As feridas que sangram por debaixo da farda de um policial não deveriam ser politizadas. Deveriam ser tratadas.
A gente faz homens medíocres acreditarem-se tops quando não criticamos pra não ofender, quando nos derretemos pelo mínimo do mínimo, e depois nos perguntamos de onde é que ele tirou essa ideia absurda! (autocrítica)
Alguém que eu admire, que não me faça travar uma luta homérica para confiar, e que não exija aplausos por ser confiável. Sê-lo não é um plus, é o mínimo.
Se você perde pessoas com frequência, não seria mais fácil mudar o seu jeito a viver sempre a fazer novos amigos, e perdê-los?
Eu tenho duas reações quando passada pra trás: ou eu viro bicho porque a pessoa não tem qualquer importância pra mim, ou se era um amigo, me silencio, e a partir desse momento, ele/ela se iguala à pessoa de cima.

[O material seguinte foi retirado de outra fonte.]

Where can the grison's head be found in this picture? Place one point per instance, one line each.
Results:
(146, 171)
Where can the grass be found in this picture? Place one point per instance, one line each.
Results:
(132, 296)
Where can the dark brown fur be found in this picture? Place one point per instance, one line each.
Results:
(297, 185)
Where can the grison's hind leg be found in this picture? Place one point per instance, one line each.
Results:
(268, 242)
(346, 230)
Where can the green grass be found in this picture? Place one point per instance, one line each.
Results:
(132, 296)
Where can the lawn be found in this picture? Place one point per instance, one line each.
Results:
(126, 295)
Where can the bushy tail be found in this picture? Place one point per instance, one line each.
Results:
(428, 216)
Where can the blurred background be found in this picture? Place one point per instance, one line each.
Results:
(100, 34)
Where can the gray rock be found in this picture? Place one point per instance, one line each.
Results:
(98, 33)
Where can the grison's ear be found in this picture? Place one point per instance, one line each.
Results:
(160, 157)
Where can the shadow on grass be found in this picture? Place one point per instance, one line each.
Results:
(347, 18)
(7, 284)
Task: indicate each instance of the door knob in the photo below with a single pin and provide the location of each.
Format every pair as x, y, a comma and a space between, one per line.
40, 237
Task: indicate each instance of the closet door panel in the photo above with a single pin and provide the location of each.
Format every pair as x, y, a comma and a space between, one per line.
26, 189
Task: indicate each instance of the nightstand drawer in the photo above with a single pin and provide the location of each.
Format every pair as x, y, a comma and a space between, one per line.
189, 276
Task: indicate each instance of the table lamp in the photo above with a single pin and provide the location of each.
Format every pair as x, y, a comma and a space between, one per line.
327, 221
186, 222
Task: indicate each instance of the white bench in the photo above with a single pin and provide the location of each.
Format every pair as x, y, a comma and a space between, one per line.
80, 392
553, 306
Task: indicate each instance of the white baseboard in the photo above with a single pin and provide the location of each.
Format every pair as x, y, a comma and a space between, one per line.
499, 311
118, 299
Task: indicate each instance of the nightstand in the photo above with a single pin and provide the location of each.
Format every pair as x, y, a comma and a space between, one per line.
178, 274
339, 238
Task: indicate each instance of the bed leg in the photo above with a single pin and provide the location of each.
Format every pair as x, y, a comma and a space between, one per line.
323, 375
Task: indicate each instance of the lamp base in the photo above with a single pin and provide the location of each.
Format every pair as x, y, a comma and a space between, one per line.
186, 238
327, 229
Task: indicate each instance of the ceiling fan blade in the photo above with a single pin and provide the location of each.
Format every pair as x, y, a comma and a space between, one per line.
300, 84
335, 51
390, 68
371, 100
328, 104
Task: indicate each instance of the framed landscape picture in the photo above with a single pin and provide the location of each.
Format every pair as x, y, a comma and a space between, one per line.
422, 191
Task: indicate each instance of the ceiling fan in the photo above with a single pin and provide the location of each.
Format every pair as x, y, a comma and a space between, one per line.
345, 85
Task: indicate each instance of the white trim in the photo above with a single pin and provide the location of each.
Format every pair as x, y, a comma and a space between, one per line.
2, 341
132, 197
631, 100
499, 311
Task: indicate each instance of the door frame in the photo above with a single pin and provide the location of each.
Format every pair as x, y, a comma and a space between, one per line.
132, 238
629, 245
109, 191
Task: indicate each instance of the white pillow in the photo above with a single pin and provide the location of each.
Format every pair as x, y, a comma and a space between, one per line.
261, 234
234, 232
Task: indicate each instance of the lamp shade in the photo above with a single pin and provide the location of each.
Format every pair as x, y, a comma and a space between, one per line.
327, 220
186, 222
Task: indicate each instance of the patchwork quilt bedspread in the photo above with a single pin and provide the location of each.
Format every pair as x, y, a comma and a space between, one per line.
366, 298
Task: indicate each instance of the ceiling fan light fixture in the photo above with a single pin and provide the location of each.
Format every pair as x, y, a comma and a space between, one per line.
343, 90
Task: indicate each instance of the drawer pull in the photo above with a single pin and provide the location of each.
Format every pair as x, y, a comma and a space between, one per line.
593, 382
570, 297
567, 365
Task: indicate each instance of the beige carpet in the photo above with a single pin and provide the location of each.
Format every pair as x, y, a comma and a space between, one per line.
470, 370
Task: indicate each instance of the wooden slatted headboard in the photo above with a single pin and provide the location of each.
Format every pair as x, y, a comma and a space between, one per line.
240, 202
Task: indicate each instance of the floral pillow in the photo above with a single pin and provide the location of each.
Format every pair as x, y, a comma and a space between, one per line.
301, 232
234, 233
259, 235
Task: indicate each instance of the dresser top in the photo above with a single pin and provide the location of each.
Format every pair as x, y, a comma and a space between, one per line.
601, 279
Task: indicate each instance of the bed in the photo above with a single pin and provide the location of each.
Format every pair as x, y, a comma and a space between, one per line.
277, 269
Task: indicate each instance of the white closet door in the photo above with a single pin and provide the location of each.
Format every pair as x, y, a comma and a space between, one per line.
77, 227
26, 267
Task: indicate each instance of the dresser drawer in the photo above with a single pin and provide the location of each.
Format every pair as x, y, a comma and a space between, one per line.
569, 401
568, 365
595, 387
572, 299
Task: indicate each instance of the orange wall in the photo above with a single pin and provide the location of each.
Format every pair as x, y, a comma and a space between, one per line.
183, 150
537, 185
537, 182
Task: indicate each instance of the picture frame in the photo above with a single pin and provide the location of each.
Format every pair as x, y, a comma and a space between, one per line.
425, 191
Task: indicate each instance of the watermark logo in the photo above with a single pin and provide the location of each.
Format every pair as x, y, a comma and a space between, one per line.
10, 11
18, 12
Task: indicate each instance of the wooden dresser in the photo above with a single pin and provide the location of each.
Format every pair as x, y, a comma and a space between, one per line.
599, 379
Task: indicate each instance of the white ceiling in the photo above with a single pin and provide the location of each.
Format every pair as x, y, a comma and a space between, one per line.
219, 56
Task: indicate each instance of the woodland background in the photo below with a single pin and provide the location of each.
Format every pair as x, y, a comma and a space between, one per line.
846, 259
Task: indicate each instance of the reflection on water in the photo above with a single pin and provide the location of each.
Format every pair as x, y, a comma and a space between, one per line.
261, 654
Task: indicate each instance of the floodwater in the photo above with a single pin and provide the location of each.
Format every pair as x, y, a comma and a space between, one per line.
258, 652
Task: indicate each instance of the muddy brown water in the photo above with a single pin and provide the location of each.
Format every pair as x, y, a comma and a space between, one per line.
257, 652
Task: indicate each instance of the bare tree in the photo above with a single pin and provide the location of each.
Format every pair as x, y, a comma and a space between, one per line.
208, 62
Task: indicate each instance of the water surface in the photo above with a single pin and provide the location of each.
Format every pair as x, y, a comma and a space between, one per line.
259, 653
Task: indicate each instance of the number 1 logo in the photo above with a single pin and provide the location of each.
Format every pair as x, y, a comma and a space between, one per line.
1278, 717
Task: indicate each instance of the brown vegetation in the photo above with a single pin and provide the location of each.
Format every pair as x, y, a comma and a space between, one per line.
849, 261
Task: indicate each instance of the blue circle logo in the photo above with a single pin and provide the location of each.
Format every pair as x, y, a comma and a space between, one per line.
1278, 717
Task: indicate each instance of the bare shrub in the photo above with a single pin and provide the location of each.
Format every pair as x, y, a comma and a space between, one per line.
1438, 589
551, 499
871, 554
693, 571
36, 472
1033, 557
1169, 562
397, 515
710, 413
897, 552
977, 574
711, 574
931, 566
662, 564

Eu preciso urgentemente de vacina pra ficar imune à pegada de homem tóxico. Isso já não tem mais graça.
Eu só não me envergonho do trabalhão que eu dou a Deus porque tenho certeza de que, quando dou birra e empaco no caminho, Ele se diverte imenso com as pancadas que Ele me dá na cabeça até eu entender e, pior, ADMITIR, mesmo a resmungando, o quanto minha vontade era imperfeita!
Mulher que ama só trai por se sentir diminuída, por incerteza ou por não confiar em si mesma diante do seu amor. Logo, a traidora é muito mais coitada do que o traído.
Sua dúvida não era a de que não pudesse ser um homem, e sim a de que talvez não chegasse a ser um rato.